I never kill a kerbal for laughs I have done it a time or three by mistake. I don't try direct ascension to the moon any more.
On one occassion I landed on the Mun. Apparently I was on some kind of tilted ice plain.
Eliponde Kerbal got out, did her thing, went to go back to the craft and found it very hard to get back. She would almost get to the ladder...and then she'd slide a great distance away.
But worse, the mission had gone poorly to this point. Fuel was dangerously low for a return.
Even so, my kerbals took off a short distance and re-landed, so Elipond could climb in. "We will all go together..."
The return mission ran out of fuel. It was in an eliptical orbit, and the periapsis was just barely inside of the atmosphere. The mission went on orbiting, losing about 500 or so feet of altitude every periapsis...then finally the orbit decayed.
The chute deployed.
They landed on a cliff and slid down ...managed not to die.

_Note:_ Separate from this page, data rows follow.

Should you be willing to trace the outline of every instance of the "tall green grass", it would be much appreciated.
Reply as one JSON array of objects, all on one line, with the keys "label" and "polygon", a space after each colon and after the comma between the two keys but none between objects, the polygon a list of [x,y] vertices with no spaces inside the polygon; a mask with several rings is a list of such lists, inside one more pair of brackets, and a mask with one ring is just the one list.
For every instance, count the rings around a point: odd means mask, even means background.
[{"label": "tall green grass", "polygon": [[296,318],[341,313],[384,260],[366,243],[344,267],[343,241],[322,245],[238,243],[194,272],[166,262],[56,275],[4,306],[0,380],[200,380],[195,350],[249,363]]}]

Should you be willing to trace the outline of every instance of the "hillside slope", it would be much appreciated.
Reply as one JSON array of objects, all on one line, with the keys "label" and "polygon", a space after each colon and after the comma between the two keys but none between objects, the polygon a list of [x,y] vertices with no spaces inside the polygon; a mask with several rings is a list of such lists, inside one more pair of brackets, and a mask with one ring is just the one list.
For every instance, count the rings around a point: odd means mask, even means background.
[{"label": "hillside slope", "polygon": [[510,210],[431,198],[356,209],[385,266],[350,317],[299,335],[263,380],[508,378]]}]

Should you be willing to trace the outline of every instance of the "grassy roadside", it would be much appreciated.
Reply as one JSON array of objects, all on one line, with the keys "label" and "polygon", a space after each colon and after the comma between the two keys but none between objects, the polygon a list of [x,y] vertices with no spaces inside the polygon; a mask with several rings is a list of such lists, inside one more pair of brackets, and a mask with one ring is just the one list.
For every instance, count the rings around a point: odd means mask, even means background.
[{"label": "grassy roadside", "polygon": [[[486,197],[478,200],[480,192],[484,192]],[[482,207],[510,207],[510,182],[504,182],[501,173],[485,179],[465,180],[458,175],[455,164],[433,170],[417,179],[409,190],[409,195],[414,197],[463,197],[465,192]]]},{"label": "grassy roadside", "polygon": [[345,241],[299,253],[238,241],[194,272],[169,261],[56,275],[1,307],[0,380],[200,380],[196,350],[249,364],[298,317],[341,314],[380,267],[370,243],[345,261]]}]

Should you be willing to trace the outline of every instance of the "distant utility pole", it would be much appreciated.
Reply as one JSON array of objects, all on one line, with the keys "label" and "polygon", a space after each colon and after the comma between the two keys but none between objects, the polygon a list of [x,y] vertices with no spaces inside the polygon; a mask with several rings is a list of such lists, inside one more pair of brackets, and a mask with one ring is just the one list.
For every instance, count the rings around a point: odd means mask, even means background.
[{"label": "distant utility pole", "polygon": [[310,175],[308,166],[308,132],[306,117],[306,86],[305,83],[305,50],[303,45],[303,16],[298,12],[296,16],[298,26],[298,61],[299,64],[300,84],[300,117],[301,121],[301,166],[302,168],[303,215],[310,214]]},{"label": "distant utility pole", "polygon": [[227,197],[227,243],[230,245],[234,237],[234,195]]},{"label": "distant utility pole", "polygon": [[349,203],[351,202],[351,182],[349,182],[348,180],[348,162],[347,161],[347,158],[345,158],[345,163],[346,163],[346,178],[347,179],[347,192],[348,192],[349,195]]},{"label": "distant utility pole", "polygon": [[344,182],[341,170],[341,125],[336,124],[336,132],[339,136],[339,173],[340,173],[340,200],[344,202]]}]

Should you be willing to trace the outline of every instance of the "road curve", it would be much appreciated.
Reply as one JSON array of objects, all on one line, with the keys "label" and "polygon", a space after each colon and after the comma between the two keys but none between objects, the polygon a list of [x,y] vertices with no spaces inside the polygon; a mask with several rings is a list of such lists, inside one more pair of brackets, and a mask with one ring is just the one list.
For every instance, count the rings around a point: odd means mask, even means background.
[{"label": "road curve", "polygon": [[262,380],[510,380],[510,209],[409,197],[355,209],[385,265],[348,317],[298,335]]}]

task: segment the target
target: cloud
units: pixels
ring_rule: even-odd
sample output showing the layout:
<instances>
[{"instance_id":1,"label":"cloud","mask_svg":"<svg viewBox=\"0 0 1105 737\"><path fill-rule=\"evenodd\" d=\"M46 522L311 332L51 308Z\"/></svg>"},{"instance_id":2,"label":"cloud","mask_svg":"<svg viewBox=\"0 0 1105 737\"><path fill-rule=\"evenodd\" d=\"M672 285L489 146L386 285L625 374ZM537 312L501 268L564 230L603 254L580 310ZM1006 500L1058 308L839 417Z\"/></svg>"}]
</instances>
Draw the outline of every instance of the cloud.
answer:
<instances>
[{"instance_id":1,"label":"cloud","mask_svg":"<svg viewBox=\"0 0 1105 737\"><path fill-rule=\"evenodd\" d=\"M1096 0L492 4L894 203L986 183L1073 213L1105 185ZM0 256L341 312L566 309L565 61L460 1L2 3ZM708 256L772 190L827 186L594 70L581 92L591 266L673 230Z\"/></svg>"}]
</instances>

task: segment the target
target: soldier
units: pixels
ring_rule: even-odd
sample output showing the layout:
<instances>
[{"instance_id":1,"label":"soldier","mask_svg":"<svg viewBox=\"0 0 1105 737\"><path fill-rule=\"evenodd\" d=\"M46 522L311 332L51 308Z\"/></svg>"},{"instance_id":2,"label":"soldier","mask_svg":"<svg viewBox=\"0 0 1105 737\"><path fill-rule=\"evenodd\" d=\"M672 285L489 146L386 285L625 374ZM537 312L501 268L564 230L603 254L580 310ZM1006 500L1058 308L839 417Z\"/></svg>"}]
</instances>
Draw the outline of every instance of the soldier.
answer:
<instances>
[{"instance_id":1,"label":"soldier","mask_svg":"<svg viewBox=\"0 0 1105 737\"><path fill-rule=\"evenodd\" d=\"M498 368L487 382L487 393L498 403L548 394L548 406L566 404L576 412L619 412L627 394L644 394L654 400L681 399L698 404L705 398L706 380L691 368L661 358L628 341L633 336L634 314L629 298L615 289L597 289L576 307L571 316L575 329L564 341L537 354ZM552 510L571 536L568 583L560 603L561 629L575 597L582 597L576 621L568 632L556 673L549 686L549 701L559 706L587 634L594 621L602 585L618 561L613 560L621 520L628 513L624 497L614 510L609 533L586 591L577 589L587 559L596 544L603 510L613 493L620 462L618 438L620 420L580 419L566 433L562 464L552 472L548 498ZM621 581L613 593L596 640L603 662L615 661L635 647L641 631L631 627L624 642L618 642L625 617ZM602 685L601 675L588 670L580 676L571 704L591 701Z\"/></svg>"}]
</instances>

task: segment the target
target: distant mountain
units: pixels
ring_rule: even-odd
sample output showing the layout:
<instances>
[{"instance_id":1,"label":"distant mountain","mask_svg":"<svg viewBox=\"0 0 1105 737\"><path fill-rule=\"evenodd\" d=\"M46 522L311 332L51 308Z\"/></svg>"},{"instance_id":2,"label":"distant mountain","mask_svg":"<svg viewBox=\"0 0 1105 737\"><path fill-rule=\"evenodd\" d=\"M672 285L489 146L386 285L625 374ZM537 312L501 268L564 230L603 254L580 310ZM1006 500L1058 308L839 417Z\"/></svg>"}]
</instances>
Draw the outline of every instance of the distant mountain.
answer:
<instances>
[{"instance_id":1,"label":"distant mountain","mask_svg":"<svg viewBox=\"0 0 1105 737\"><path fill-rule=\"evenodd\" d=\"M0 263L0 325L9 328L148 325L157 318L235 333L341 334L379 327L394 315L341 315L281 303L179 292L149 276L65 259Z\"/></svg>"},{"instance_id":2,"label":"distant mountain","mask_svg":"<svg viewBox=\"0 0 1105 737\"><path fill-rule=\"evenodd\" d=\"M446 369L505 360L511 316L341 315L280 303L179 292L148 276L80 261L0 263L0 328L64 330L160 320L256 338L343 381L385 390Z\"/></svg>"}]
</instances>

There was a heat shield and seperation collar... both?... and went the capsule finally landed the part blew up, making me jump right out of my skin. The capsule ended up okay though...
Except for Jimbob here, he knew it was a one way trip, he volunteered.
https://steamcommunity.com/sharedfiles/filedetails/?id=1562114896
https://en.wikipedia.org/wiki/List_of_spaceflight-related_accidents_and_incidents
My real point isn't that they are perfect, but that they are extremely adverse to human loss. A lost mission can ground the space program for years.
That doesn't happen with boats, trains, airplanes or anything else. Back in the early days of airflight we had barnstormers doing all manner of crazy stunt and if someone died everything was put on hold for an entire eyeblink.
Except for this, I never lost my little brave men, some had to wait weeks for the rescue, once I had to dock a huge tug to the biggest of my interplanetary ships, not only to bring them home but to bring them there ASAP. The other time, I had to return three kerbals from a ship that was out of fuel and monopropellant which I barely pushed into Kerbin SOI with EVA RCS. I had to bail them out - there were no docking ports... Rendezvous was very short because of extremely high flyby speed (that's why I didn't even try aerobraking - entering upper atmosphere at 5k km/s wouldn't do much difference and going deeper with that ship would definitely kill them). But I always managed to save them all. Now I'm on my second big playthrough, everyone's alive and well.